And then even that changes because she, strong and gentle and kind, gives way when they are told to leave, bowing before cold eyes and harsh threats again and again and again.
(he never understood that all trees must bend before the wind, lest they break)
That's the first time he argues with her, and so his beloved sister tells him that they are just two people in a world that is ready to despise them on sight. They must pick their battles, and do what they can – no more than that. So he decides to become stronger, so they can do more.
He is still a child, barely, when the war comes, but he is a child with magic singing in his veins. He has vanquished monsters and defended the helpless and spirits have pledged themselves to him – but none of that prepares him for war, and how it embeds itself into people, a parasite glutting itself on blood until they fight for the sake of keeping it alive.
He is a child, and his sister is dead, and everyone is wrong.
He becomes a ruler, growing up so fast that, really, he never grew up at all. He is sleek and confident and scornful, modeled on the nobles and kings he met and despised, and stronger than all of them. There are no negotiations, not with the Eternal Sword in hand, not when he's pruned mortality and hunger and sleep away from himself, guarded what's left with a shining jewel.
(it's the colour of her eyes, and maybe she's all that's important now)
In his ascent, he draws others to him, and they orbit him like he is their new sun. He can't understand their devotion – it is blind, fervent, but self-reflection was never one of his qualities – and he keeps them at bay, an army of traitors and zealots who he barely deigns to notice. He had allies once, friends, but they are caught in their own traps of grief, and he is imprisoned in childhood by it, looking forward and never back. He can't make mistakes, not when this is all for her sake.
So he punishes humanity for their collective blame, sacrifices lives like toys, and suddenly he is cold and arrogant and utterly alone.
(lloyd and the others are warm and bright and vivid, defending a life that he had given up on and abandoned, a world he had cut away when it has turned its back on him, and how dare they believe when he's lost all faith?)
He dies with his eyes open, refusing to change, refusing to let there be a change, and he is stiff ideals and stiff pride and a core rotted through with hate, and he breaks.

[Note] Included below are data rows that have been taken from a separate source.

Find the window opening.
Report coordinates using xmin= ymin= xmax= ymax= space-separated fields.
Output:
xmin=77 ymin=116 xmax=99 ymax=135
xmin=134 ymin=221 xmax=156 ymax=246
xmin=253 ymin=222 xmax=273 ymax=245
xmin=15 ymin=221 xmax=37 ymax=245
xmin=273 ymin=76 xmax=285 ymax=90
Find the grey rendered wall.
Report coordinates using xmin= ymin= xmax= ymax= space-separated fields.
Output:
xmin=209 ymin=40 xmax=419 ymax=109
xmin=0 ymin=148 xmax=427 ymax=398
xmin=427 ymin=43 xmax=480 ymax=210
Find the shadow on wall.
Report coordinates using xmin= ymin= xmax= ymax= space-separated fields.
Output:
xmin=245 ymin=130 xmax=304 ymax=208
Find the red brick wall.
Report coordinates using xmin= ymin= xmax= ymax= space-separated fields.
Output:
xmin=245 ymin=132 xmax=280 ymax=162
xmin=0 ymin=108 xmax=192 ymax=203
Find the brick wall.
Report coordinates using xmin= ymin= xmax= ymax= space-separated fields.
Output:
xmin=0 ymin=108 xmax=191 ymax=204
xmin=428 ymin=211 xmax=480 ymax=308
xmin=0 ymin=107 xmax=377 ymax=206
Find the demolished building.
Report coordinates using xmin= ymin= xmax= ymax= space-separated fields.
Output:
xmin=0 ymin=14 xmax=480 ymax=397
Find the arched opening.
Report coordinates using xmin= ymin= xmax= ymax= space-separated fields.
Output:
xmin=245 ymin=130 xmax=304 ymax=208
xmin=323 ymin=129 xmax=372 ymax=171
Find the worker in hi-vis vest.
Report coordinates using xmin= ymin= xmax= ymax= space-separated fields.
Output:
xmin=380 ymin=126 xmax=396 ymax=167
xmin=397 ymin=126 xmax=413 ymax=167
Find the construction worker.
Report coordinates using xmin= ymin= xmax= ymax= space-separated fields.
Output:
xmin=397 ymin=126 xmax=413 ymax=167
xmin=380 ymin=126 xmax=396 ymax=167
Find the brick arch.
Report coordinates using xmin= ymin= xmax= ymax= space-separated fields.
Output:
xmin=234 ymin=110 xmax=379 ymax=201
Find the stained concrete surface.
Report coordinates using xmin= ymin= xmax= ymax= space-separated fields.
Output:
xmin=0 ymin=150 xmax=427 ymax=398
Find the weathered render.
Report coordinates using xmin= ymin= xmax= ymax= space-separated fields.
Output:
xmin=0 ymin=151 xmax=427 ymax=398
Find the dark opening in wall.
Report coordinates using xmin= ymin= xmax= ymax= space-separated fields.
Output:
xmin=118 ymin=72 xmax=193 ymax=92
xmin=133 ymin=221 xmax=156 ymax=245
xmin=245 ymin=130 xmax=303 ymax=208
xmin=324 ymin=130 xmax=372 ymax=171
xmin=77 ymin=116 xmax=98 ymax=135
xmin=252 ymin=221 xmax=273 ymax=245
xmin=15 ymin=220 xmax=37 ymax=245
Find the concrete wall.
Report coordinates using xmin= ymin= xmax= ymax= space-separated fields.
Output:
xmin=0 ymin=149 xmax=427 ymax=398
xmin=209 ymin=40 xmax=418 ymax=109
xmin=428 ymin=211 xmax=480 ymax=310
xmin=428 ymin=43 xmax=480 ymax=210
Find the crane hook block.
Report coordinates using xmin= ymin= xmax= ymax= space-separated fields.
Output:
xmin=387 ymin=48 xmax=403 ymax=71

When he wakes up it is a new world, aching with loss like a wound he cannot possibly heal over, and all he has left are fragments of pride and lies and centuries of hatred. He pieces them back together, covering the cracks as best as he can and reaches out for something, anything, because he is adrift and alone and nothing was ever as it should have been.
He lays down roots in hatred, bitter and familiar soil but with fresh names, one that he spits like poison every time and another that's softer, gentler, but cuts his tongue when he says it. Both end up entwined around him, like snakes, like vines, and maybe he'll never pull free – but sometimes, he doesn't even care, because it might be a futile battle but it's one he knows, and repeating past mistakes is easier than making new ones.
It would be easier to fight it alone, but together is a word he's learning again, in a place he starts calling home, in the quiet moments of stargazing, the hopeful nostalgia of facing the world with people he loves.
(everything precious seems to slip through his fingers, time and again, but he's in the habit of reaching out nonetheless)
Grief still shadows his footsteps but he can feel it beginning to scar over, and hatred loosens its grip, little by little.
“You could have lived with us,” Lloyd told him, a heartbeat and an era ago, but death was easier – why not let go of one last thing, rather than try to take hold of what he's left behind? But he's well-rooted now, and life seems a little less impossible, the sky a little more in his reach. He can't have everything, and there are too many things lost that will never return, but he'll live on despite that, and remember them.
He is a child, but he's ready to grow up.